Once again, I'm totally at a loss where you're coming from concerning my words and now my thoughts. But ok, I'll play along..... No, that's not what I wanted to hear. I guess if I wanted to hear anything it would have been something acknowledging that you didn't realize you weren't in the Apple/Matt thread and therefore didn't realize you were crapping antdude's thread and a decent conversation on the general topic of password questions that was in progress. I say that only because you asked.

said by Name Game:

And this is about Apple since they just bypassed that whole process and gave up the farm for Mat. I call blogs and posting like the OP found nothing but copycat blog.
[snip]
I read the Title..it is the same stupid title used by the person who blogged the stuff and nothing to do with antdude.
It is a weak title this week for the info at the link. :D

*Sigh* - I am editing out what I would have said to minimize my reply here in respect to the thread, the OP, and the other posters.

Honestly, Name Game. Your replies to me confused me not only here but previously (even sans edits). They attribute words and thoughts to me I don't understand how you got. I even questioned that you didn't have me confused with someone else. Adding to that the additional postings you added which are a follow up the Apple/Matt thing (google 2-step) and not about the topic here but seemed to me were intended for that topic thread. My only explanation was thinking you were making an honest mistake. I understand now your intent is clearly to be here.

I hope you'll allow the conversation about how password questions in general are weak to continue at this point.

-Jim

Re: Secret Security Questions Are a Joke

Fri, 10 Aug 2012 11:02:15 EDT

antdude posted : I just put random answers and do write these down, encrypted.

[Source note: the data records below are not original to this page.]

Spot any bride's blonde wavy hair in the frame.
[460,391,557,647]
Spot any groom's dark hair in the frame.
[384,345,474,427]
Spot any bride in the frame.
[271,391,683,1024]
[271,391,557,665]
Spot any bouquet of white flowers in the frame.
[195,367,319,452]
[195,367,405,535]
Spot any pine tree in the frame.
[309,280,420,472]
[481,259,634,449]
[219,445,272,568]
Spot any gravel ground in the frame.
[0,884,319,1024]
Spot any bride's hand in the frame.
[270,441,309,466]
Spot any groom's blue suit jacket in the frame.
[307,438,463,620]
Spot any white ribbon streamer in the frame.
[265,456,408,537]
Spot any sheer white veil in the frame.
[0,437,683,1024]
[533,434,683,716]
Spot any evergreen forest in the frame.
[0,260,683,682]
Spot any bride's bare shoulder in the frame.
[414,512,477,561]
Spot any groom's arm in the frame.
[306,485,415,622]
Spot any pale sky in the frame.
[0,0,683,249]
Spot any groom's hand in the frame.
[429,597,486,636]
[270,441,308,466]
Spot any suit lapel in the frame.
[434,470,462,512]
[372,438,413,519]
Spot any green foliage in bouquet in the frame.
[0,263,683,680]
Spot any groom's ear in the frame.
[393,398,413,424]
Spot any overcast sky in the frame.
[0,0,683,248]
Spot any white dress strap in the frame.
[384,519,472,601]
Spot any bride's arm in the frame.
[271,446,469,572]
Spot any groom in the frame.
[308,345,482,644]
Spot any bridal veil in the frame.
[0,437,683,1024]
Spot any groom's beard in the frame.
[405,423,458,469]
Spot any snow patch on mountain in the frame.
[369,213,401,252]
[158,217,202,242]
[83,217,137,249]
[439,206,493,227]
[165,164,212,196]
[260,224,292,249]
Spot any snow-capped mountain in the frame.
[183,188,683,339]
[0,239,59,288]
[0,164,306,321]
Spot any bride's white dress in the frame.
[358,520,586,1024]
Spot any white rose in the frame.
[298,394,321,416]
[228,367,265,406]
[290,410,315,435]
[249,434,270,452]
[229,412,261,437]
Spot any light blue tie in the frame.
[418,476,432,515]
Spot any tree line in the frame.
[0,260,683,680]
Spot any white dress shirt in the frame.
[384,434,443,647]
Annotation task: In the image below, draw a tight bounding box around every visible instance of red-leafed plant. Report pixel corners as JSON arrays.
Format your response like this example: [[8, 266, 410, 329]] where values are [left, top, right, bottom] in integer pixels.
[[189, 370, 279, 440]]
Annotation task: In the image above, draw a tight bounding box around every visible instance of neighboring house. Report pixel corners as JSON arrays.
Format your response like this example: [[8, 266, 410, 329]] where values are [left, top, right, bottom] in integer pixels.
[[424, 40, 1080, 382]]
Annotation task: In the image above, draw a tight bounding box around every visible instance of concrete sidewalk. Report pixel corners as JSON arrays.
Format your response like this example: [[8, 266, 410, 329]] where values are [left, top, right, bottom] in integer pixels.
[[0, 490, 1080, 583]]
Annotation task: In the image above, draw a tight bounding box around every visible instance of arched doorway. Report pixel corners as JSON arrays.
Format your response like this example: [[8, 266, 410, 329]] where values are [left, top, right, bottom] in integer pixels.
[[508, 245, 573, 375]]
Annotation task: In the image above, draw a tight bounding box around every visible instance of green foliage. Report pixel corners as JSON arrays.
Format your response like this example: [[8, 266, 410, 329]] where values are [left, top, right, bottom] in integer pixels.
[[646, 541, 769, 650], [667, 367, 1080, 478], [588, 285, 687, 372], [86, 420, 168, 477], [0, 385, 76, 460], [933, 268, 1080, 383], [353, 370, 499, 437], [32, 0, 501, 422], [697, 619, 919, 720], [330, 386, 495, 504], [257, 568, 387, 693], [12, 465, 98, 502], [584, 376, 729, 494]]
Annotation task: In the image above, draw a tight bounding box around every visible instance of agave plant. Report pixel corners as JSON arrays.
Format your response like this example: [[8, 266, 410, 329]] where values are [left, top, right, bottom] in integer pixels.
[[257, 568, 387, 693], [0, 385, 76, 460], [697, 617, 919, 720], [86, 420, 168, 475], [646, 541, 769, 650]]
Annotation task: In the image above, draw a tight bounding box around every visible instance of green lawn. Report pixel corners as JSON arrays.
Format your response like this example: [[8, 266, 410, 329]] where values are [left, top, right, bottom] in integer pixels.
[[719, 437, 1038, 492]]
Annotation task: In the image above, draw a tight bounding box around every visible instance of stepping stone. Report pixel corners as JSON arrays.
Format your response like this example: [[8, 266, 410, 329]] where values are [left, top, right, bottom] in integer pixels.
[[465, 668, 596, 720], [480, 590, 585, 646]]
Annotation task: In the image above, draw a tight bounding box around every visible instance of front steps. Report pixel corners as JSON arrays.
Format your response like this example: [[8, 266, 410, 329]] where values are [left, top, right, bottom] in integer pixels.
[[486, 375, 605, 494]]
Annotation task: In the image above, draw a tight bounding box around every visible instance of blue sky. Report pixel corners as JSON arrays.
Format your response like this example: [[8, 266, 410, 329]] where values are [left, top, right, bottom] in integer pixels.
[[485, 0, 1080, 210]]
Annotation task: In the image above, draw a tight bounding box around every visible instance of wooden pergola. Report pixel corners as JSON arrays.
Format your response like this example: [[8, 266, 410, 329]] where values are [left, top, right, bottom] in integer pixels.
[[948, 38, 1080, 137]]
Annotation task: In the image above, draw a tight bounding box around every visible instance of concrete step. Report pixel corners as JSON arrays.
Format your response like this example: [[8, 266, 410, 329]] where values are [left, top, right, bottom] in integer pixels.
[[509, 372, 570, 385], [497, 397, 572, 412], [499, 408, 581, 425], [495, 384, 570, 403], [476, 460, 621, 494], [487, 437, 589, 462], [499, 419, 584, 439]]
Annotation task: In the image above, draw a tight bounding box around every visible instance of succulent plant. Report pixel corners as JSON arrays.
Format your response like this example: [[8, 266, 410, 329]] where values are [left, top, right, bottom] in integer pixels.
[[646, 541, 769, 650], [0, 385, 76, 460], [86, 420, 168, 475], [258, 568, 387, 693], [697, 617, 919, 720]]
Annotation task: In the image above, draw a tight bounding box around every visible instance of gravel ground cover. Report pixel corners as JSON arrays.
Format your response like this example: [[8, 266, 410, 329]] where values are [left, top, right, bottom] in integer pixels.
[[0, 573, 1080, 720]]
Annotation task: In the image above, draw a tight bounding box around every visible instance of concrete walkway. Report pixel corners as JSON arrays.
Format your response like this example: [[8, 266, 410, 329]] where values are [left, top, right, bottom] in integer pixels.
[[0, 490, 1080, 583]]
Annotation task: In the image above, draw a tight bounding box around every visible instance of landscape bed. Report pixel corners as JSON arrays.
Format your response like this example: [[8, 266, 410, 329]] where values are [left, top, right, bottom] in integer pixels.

Re: Secret Security Questions Are a Joke

Fri, 10 Aug 2012 09:06:17 EDT

AVD posted : "What was your first pet's name?"
pIZZA

"Where was your bother born?"
pIZZA

"What is your maternal grandmother's first name"
pIZZA

"What is you favorite food?"
eLENORE
--
--Standard disclaimers apply.--
The preceding posting is null and void in Arizona and any other jurisdiction where prohibited by law.

Re: Secret Security Questions Are a Joke

Fri, 10 Aug 2012 08:50:53 EDT

Spy posted : they should just make the questions better, like how many times do you use plastic see through gloves when you use the toilet in a week or something like that. :D

Re: Secret Security Questions Are a Joke

Fri, 10 Aug 2012 08:41:15 EDT

rcdailey posted : My wife told me that every cat has a secret name. If you knew your cat's secret name, you could use that as a hint, but your cat won't tell you.
--
It is easier for a camel to put on a bikini than an old man to thread a needle.

Re: Secret Security Questions Are a Joke

Fri, 10 Aug 2012 08:38:27 EDT

rcdailey posted : I think they are more like hiding a key in a glass jar under the bushes next to the back door.
--
It is easier for a camel to put on a bikini than an old man to thread a needle.